How we improved search performance by 2x

About Tobi Knaup

If you haven’t used our moving map search recently you should check it out now, because we made it more than twice as fast! Actually, every search is faster now but it’s most noticeable in map mode. So how did we do that? Let’s start with some background on our setup. We’re a Rails shop, and we’re using Sphinx as our search engine. The two are connected through ThinkingSphinx, an excellent Ruby gem that provides an easy to use query interface, and a DSL for defining indexes. The queries we run are a little bit different from what an average website does, because every single one filters results with spatial constraints (latitude/longitude). We also make heavy use of facets for the various filter options such as room type, neighborhood, or amenities.

Why was it slow?

Sphinx works great for most common use cases, but it’s not optimized for spatial queries. While it gives you some basic functions to query and rank by distance, it doesn’t perform any spatial indexing. The latitude and longitude fields are just floats, and spatial queries have to scan the whole index, which is of course not very performant or scalable. Also, it turns out that the configuration generated by ThinkingSphinx doesn’t allow Sphinx to make use of multiple processor cores. Now while it sounds like this setup doesn’t fit our requirements at all in terms of performance, Sphinx is very fast in general. Rewriting or switching to a different engine wasn’t an option for us at the time so we wanted to make surgical changes to get the maximum out of it. We got help from Vlad and Rich at sphinxsearch.com, who are experts in tuning Sphinx.

How we optimized it

The first objective was to allow Sphinx to use all available processor cores. To achieve this, we split the search index into multiple parts and configured Sphinx to use them as a distributed index. Sphinx then uses one thread to search each partial index, and merges the results afterwards. Here is an example configuration snippet that makes use of two cores:

searchd{  …  dist_threads = 2  …}source hosting_core_0{  …  sql_query = SELECT … FROM hostings WHERE id % 2 = 0  …}source hosting_core_1 : hosting_core_0{  sql_query = SELECT … FROM hostings WHERE id % 2 = 1}index hosting_core_0{  source = hosting_core_0  path = /home/sphinx/db/hosting_core_0}index hosting_core_1{  source = hosting_core_1  path = /home/sphinx/db/hosting_core_1}index hosting_core{  type = distributed  local = hosting_core_0  local = hosting_core_1}

What’s important here is to set dist_threads to the number of processor cores, and to configure one partial index per core. It’s easy to split your data into multiple indexes if you have an id column with auto_increment.
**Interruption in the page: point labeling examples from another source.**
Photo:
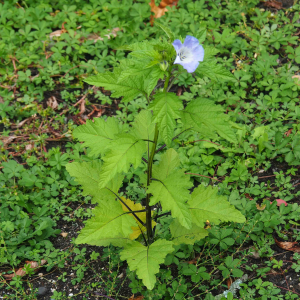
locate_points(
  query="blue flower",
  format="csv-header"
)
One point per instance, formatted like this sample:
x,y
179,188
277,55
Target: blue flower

Simply use the mod operator in the source config blocks. Another big performance boost came from upgrading Sphinx from 0.9.9 to 2.0. It’s currently in “stable beta”, which basically means that core features are production quality, whereas some newly added features might be less tested. The Sphinxsearch guys recommended it, and since we weren’t using any of the cutting-edge features we felt confident to use it in production. The only downside to those changes is that we had to say goodbye to the ThinkingSphinx index configuration DSL. It doesn’t support these advanced settings.

Statsd

The future

There are a few ways to get even more performance out of Sphinx. It has its own query language – SphinxQL, which allows you to bundle queries and execute them together. This is really helpful for combining multiple facet queries. It would require major changes in our app and getting rid of ThinkingSphinx though, so we’ll save that for a later date. Another way to get more parallelism and scalability is to split the index across multiple machines. This works similar to same-machine distributed indexes and is easy to set up. Although Sphinx has been great for us so far, the lack of spatial indexing will become a problem at some point. We’re currently exploring other architectures that provide this feature. Stay tuned.

 

9 comments

About Tobi Knaup

Speak Your Mind

*

To create code blocks or other preformatted text, indent by four spaces:

    This will be displayed in a monospaced font. The first four 
    spaces will be stripped off, but all other whitespace
    will be preserved.
    
    Markdown is turned off in code blocks:
     [This is not a link](http://example.com)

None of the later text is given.